Workers not scaling well - io getting slower
Hi,
I'm working on an application that needs to process (usually) a few thousand files and wanted to use Workers combined with R2 for that purpose.
However I'm experiencing slow file downloads and wanted to ask for help.
My setup:
- WorkerA -> receives array of N filenames (N=6 to stick to the open connections limit) and executes WorkerB N times
- WorkerB -> receives filename, downloads it from R2 (service binding) and sends timings to external webhook.
- Each file is almost the same size around 25 MB. For now files are only downloaded (no additional processing)
Testing:
I'm using 600 files for testing (so 15GB). My local script executes 100/200/300 requests to WorkerA passing 6 filenames in each request. The requests are made in less than 2 seconds.
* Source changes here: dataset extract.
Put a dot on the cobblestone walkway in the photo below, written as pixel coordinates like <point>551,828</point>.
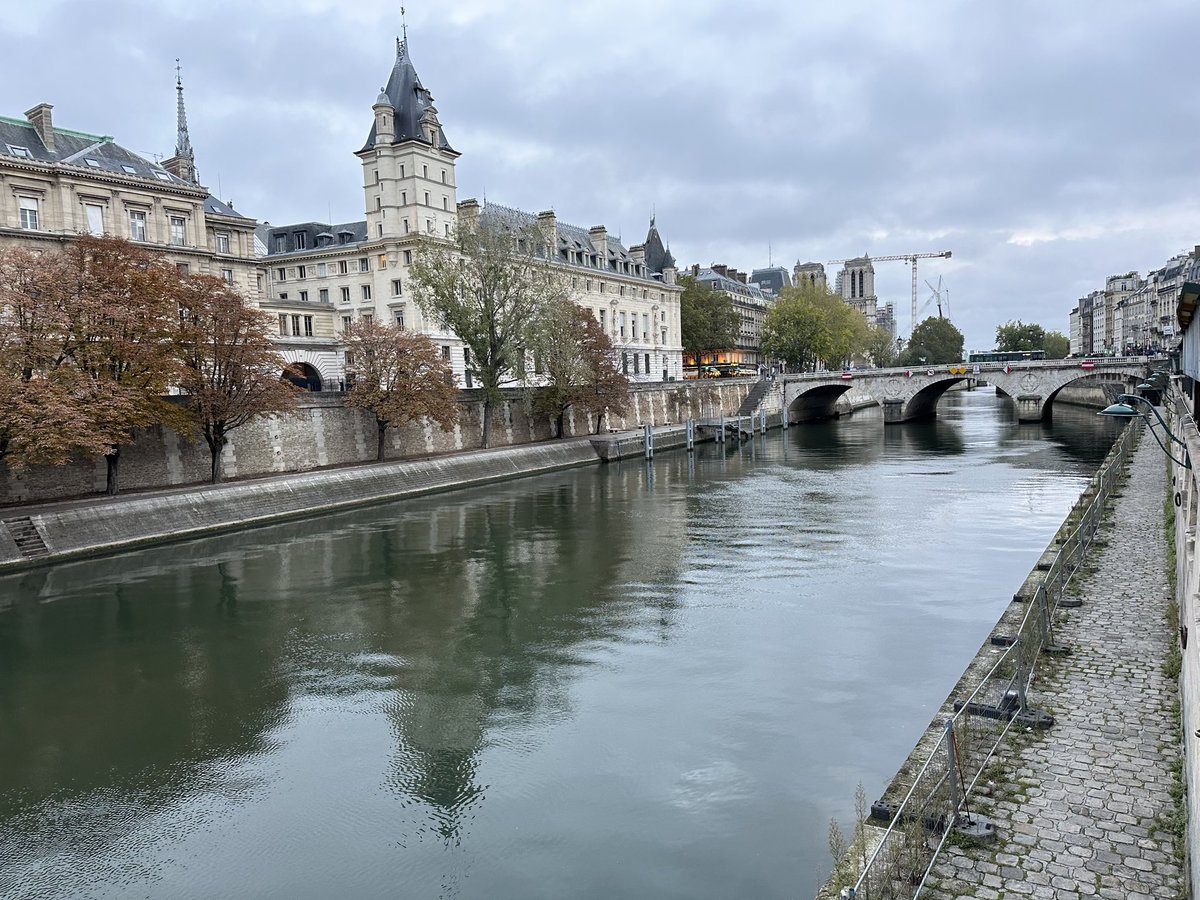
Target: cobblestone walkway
<point>1078,808</point>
The webhook receives data from WorkerB with times it took to download the file and I can see degradation in performance with growing number of files
- on 600 files 89% of all requests complete under 5s
- on 1200 files (each file requested 2 times, so 200 requests to WorkerA) 62% of all requests complete under 5s
- on 1800 files (each file requested 3 times, so 300 requests to WorkerA) 51% of all requests complete under 5s
The requests that take longer than 5 seconds easily reach 8...15 to even 20+ seconds in some cases.
The same happens when I'm downloading the same files with fetch api from different provider - so this doesn't look like R2 issue.
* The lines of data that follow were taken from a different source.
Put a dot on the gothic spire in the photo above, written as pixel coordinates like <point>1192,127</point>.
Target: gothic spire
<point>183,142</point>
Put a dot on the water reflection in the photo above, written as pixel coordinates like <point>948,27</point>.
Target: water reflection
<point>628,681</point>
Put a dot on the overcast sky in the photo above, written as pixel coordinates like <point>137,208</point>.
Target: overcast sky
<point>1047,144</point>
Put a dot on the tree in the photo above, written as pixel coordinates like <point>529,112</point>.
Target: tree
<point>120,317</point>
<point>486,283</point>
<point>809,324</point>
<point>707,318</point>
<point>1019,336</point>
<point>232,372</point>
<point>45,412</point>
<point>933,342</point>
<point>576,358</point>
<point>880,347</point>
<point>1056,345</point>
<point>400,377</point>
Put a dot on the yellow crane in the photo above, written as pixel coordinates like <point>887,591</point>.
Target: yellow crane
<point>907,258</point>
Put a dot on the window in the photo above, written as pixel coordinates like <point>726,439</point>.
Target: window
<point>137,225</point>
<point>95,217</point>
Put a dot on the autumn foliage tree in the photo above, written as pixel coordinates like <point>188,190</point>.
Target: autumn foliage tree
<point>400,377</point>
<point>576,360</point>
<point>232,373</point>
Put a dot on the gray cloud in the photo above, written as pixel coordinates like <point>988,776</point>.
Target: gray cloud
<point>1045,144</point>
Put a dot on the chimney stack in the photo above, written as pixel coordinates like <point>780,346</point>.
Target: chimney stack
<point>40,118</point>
I'm on Workers Paid plan and the workers are in Unbound mode. "SmartPlacement" doesn't change anything.
The actions will be triggered by the end user so for obvious reasons this needs to be as fast as possible - I was hoping to download each file in less than 4 seconds.
Can you explain why it happens? Is it a known limitation?
Is the bandwidth throttled / some limit per account?
Is there anything I can do to have consistent performance that doesn't depend on the number of files I want to process?
Kind regards
5 Replies
Service bindings all execute within the same isolate, which means they share a thread. So, the more files you attempt to download, the slower it will be.
Can I then use fetch api instead of service binding to WorkerB and pass up to 1000 filenames at once to WorkerA? That should spawn 1000 isolated WorkerB right?
This seems like a use case for a queues as well
If requests come from the same place, they can be coallesced into a single isolate. Same with Queues
Unless you up your concurrency very high
Actually, they spawn in the same isolate, so even that might not help
Had something similar in mind so is there any way to actually scale this? Perhaps different queue consumer workers?